ISAIAH/GRIP Public School Funding Legislative Statement
January, 2005
Our Vision and Values: The Promise
ISAIAH is an assembly of 81 faith based congregations and non-profit organizations in the metro area and central Minnesota. We are committed to basic human rights and economic and racial justice for all people. We promote a vision of vital, thriving, and hopeful communities, where all people are welcome, and where the equality, dignity, and opportunity that are everyone’s God-given rights are acknowledged by all.
This vision is also at the heart of our democracy and of our way of life in Minnesota. We believe in a Minnesota where everyone has a chance for a better life, where everyone has equal opportunity and access to the things that make Minnesota great.
Nowhere is democracy’s vision made more concrete than in the fundamental promise to children implied and stated in the founding documents of our state and nation. This is the promise that all children, including the poor, the immigrants, the students with special needs, and the kids of color will have equal opportunity and access to a quality public education which will give them a high level of success.
Broken Promises:
Minnesota has a great education tradition. We have invested in our children’s public education and, as a result, in our state’s well-being. We know that our continued prosperity requires a strong educational system, E-12 through college. But today we are at a crossroads. There has been a series of policy decisions at the state and federal level to disinvest, under fund, and cut funding for public schools. These policy decisions put our children and the future of our communities in jeopardy. They are eating away at our schools and setting them up for failure.
1. Federal Under funding:
a. Special Education (IDEA): the federal government promised to fund this mandated program at 40% above the regular per pupil state allocation. The funding has never been more than 17%, but the costs have been much higher – $250 million higher statewide. Public school children pay the price. The promise was broken.
b. No Child Left Behind: this federal mandate promises that all children will reach high goals for educational achievement. However, NCLB only provides new resources for costs of its required tests plus selective grants to a minimal number of schools. It provides only 3-4% of school districts’ budgets. It does NOT provide revenue to pay for specialized teaching and supplemental curriculum to help children of poverty, special needs children, English Language Learners, or other at-risk children meet high standards. Once again, the promise is broken.
2. State Under funding and Cuts:
a. Lack of Inflationary Increases: over the last 14 years, public schools got an average real revenue increase of 1% a year per pupil when almost every expense from paper to fuel rose far more steeply. This came at a time when the needs of students in public schools were increasing dramatically and under funded federal mandates were draining revenue from school budgets. The state has not met its responsibility to fund public schools adequately. The promise is broken.

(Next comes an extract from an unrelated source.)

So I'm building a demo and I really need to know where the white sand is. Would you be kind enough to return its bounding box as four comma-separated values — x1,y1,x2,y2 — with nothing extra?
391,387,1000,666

b. Tax Shift: in 2001, a plan to decrease the portion of local property taxes which funded public schools and shift the responsibility to the state level was instituted. But no new state revenue was created to pay the bill. This funding shift and the resulting state budget problems led to freezes in the per pupil funding and $622 million cuts in targeted funds. 30% of these were cuts in services for at-risk students. Needed programs in other community-building health and human services were cut. Again the promise was broken.
Keep The Promise:
Demographically, Minnesota’s population of high needs children is growing. As children’s needs, educational expectations, and costs are increasing, education funding has not kept pace. Class size across the state has increased; programming for at-risk and gifted children has been cut; extra-curriculars have been reduced, and schools have been closed.
At the same time the following is true:
1. Minnesota ranks 26th in the nation in size of tax payments measured as a percentage of personal income. (Minnesota Budget Project)
2. Of the upper Midwestern states, Minnesota enjoys the fastest growing economy and the highest per capita personal income. (Corporation for Enterprise Development)
3. Minnesota ranks only 23rd among all states in its per pupil spending for 2001-02 (the latest year for which data is gathered), and over the period 1992-2002 Minnesota’s per student expendi- tures were less than the national average. (Education Week, January 6, 2005)
4. Lack of financial support is seen by the public as the major problem facing public education. (36th Annual Gallup Poll on Public Education)
It is time that our governor and other elected leaders demonstrate bold leadership – accountable to the fundamental values and beliefs of our country and our state. We call on them to join with us to keep the promise. Provide the resources to meet the ACTUAL COST of a high quality education for each child in our state. Assure that each child in Minnesota has equal opportunity and access to a high quality public education.